Yesterday was the culmination of a year of work for me (and more than that for the project team) with the National Forum for the Prevention of Cyber Sexual Assault. We unveiled the handbook we created in our Preventing Digital Violence Committee, “Digital Literacy Against Digital Violence: A Handbook for Academic Library Workers“. The Handbook is a free and open-source resource for academic library workers on what we, as academic librarians, can do to help prevent digital violence on our campuses. During the presentation, we talked through the beginning of the project, how it progressed, and then introduced the Handbook to our audience in detail, and finally wrapped up with some of our plans going forward at our individual universities.
The Handbook is divided into three parts, the What, Who, and How sections. These three sections give background on what digital violence is, who we can partner with in our campuses to do this work, and some resources (including lesson plans) for how to use digital literacy education in preventing digital violence. The entire handbook was constructed using trauma-informed principles and survivor-centered language, and was peer-reviewed by over 40 experts in the field of violence prevention.

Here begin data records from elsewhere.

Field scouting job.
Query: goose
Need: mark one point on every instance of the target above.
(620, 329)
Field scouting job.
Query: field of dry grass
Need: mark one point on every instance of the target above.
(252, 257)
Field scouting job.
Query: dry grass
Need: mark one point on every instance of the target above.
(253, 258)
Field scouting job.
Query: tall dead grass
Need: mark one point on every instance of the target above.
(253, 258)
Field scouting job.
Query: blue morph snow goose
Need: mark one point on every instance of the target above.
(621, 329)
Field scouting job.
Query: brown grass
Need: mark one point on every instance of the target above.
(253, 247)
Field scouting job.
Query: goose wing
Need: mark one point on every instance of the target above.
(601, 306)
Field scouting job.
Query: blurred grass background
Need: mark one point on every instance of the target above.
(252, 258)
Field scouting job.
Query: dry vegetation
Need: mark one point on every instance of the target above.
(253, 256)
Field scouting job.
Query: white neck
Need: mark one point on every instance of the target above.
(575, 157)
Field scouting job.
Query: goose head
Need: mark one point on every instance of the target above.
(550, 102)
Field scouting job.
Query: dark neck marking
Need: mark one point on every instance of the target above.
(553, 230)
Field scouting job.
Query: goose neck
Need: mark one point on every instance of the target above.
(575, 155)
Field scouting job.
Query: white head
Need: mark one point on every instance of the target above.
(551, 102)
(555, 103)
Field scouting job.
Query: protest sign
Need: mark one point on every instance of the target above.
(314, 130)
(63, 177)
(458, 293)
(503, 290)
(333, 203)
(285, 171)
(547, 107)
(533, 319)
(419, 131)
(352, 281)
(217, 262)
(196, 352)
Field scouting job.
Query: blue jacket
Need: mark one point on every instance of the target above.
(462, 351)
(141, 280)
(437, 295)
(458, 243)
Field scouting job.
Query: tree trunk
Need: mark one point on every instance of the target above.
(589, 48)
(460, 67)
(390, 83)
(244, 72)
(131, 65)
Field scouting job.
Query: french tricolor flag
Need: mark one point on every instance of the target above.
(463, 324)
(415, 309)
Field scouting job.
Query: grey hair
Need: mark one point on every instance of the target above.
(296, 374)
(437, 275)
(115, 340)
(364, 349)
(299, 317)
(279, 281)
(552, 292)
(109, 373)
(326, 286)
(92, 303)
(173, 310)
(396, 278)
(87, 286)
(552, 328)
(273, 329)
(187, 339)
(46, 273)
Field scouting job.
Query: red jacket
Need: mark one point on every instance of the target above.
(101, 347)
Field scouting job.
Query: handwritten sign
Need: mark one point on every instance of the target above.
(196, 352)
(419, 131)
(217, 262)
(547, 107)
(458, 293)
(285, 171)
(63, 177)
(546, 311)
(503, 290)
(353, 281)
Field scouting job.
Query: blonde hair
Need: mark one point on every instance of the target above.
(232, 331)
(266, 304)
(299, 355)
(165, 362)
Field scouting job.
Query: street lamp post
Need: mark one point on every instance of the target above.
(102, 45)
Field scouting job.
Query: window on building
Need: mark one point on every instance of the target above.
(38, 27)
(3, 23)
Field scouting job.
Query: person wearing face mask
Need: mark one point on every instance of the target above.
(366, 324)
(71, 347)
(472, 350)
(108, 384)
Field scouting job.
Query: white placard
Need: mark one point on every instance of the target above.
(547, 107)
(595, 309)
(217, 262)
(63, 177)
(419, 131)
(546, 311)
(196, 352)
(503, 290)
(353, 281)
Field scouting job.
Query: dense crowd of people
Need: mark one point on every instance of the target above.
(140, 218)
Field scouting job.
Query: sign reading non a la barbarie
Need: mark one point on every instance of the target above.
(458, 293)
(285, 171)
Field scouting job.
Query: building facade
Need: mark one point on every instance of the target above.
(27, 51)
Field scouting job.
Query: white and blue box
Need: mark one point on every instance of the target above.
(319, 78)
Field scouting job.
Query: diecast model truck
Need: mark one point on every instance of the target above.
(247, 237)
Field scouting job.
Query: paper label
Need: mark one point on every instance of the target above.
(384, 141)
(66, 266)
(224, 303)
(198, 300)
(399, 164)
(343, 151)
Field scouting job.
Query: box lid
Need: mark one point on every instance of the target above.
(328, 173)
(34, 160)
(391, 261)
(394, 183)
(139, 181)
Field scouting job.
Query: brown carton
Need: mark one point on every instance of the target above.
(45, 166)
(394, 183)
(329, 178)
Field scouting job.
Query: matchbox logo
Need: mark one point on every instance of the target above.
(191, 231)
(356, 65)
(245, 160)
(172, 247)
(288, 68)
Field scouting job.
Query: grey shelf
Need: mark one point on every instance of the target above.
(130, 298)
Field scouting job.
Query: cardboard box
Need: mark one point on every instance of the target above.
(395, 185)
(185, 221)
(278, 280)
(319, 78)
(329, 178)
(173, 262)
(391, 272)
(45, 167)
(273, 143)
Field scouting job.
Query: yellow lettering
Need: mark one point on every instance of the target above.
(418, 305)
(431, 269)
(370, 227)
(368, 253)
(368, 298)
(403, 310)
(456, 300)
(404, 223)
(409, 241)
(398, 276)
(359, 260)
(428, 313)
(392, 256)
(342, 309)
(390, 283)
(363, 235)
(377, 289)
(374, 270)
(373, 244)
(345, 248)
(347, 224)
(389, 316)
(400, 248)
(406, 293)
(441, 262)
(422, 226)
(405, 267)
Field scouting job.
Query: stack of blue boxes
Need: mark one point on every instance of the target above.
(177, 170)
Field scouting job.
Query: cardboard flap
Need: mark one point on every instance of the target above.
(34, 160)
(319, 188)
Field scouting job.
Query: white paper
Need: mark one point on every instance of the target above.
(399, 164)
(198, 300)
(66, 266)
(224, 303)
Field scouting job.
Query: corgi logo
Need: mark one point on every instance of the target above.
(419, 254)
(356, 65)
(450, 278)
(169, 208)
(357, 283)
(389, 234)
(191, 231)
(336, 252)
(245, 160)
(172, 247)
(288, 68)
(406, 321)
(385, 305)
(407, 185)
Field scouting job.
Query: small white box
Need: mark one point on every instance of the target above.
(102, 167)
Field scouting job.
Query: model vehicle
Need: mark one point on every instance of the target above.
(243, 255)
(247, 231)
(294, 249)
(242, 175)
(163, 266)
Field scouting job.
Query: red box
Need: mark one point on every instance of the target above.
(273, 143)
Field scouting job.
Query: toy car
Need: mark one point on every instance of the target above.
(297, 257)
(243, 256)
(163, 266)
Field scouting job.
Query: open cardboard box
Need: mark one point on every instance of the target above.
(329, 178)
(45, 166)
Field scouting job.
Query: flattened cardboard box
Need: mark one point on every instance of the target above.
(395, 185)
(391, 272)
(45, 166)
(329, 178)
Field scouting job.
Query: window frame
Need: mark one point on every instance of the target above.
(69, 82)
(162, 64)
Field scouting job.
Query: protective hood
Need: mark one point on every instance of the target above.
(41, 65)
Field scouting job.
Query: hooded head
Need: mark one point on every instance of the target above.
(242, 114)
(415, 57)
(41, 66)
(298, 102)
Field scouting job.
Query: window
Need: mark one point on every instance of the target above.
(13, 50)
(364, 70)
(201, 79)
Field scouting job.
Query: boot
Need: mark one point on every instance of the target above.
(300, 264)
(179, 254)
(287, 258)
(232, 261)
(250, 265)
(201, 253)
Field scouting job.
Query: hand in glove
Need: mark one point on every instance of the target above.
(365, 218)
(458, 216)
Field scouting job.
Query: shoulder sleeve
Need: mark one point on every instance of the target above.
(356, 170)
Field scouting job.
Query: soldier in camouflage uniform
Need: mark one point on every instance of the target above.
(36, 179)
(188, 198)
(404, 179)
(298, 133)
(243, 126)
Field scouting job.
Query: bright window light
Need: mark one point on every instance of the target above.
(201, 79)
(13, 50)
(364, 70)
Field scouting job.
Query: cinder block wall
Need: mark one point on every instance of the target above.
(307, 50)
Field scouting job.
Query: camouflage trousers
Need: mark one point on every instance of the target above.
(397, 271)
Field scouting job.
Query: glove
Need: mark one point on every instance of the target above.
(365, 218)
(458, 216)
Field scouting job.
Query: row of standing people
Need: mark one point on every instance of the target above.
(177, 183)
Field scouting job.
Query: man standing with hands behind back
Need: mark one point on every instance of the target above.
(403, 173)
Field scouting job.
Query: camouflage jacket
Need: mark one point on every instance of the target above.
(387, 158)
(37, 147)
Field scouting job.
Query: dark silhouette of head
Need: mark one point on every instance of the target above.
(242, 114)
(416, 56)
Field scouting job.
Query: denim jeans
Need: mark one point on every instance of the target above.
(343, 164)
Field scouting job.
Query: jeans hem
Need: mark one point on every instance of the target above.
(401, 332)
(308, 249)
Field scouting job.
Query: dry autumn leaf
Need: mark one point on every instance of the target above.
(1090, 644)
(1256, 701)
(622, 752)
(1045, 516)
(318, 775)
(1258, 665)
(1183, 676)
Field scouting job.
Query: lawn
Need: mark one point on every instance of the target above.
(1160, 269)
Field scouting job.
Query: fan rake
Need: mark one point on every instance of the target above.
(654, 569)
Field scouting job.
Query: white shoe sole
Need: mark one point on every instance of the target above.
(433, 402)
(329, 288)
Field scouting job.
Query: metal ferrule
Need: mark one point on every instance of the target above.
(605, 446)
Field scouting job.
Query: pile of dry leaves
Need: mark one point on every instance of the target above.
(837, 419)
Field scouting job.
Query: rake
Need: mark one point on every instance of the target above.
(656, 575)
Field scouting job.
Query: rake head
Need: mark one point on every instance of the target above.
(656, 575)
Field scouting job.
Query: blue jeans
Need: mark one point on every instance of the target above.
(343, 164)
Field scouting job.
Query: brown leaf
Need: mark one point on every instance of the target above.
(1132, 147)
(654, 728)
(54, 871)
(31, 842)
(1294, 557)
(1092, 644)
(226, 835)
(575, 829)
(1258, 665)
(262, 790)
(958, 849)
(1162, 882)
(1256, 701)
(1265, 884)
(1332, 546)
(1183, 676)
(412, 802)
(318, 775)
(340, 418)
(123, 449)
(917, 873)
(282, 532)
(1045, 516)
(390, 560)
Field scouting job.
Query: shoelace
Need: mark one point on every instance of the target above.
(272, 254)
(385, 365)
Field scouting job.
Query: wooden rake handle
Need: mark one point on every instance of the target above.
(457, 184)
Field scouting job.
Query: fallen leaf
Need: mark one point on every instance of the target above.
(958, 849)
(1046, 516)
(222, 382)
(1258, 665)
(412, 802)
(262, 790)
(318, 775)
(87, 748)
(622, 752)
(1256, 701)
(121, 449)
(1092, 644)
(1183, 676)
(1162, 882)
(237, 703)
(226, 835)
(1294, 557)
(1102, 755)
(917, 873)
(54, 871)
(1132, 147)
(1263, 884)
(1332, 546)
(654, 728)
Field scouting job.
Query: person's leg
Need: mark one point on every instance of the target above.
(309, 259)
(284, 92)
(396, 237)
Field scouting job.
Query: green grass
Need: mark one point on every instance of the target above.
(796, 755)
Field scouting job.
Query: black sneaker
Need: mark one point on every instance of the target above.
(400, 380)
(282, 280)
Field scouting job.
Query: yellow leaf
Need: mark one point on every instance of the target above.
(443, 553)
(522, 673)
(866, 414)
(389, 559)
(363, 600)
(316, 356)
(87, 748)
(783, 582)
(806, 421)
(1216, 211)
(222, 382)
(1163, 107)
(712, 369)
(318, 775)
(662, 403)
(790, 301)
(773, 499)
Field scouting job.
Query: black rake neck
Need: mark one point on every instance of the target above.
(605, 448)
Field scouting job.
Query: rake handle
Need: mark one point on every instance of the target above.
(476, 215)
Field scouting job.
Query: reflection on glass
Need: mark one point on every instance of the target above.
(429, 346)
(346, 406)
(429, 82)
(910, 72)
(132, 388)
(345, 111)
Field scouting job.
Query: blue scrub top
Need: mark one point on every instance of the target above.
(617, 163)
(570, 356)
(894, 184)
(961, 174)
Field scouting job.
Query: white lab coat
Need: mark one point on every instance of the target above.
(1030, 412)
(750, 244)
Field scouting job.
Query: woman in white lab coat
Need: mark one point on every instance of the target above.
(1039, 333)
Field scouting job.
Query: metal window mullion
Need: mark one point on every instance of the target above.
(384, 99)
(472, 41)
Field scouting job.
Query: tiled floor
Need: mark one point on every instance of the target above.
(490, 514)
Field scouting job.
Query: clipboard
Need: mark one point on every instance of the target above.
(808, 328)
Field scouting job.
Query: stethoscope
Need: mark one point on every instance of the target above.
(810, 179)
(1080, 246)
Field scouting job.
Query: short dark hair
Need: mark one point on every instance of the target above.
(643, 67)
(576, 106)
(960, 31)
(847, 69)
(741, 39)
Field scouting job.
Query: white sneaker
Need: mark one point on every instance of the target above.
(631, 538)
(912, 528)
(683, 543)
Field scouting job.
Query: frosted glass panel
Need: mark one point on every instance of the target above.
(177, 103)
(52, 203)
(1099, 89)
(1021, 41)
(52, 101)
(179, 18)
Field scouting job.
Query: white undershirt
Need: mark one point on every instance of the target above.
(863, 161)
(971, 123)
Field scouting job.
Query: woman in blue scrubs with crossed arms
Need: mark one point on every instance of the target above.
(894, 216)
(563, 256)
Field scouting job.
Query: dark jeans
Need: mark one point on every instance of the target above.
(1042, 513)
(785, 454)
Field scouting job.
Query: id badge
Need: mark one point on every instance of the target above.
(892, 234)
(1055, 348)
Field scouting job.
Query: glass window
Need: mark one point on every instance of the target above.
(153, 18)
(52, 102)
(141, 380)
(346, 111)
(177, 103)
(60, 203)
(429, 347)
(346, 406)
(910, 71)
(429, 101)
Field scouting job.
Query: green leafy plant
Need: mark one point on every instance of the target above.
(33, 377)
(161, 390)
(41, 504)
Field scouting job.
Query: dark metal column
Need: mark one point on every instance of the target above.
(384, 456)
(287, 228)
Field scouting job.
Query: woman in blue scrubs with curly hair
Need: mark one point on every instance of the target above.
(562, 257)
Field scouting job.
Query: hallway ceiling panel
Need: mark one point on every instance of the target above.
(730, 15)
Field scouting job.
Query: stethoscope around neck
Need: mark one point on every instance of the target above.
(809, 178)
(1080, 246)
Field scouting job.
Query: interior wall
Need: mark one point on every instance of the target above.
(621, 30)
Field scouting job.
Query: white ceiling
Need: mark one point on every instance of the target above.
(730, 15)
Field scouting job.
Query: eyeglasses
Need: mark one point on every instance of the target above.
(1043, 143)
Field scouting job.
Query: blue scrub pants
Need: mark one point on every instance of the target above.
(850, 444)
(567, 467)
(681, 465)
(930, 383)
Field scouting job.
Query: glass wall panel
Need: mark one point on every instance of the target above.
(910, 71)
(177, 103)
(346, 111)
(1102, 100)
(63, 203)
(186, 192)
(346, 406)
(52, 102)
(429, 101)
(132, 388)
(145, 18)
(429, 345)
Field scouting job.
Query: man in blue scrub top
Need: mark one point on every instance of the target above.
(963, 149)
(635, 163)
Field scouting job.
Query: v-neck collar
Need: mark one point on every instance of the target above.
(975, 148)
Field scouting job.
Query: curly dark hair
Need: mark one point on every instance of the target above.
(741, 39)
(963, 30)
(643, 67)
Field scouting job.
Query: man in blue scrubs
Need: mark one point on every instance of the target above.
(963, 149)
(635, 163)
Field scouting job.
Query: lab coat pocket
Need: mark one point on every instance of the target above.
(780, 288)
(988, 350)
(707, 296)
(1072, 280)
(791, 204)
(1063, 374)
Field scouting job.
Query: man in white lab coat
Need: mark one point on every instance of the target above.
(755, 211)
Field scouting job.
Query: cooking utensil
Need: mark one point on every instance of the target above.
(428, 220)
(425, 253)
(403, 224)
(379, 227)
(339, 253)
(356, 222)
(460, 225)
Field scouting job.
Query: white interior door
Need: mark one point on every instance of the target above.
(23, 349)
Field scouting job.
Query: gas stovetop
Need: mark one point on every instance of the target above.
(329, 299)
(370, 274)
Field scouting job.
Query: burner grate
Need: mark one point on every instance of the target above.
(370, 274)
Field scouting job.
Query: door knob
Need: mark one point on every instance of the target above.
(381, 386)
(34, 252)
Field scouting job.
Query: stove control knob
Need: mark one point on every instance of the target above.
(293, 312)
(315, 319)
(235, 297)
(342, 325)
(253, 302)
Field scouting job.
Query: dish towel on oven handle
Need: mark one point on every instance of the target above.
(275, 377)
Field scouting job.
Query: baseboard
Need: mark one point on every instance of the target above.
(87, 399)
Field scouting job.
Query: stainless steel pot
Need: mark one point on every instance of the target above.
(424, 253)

I personally only worked on the What section, helping to craft bibliographies and shared vocabulary on what Digital Violence is and what causes it. The whole handbook is chock full of information and tools though that I am excited to share with the world, and excited to use at UF if I can.
As an abuse survivor I am acutely conscious of the harm that any kind of abuse can cause, and I’ve been watching the digital abuse happen over and over in the online communities where I have found friends and community. It is particularly bad in fandom spaces, and also in online queer spaces where intra-community fighting can often take on an ugly edge. These experiences drew me to engage in this work when the opportunity of the Forum came along to give me something concrete to do besides speaking up against it in my own communities. But I don’t think you have to have experienced any of this to have a vested interest in combating Digital Violence. Anyone can engage in this work, and I hope libraries can inspire others to take up the fight to make the internet safer for everyone.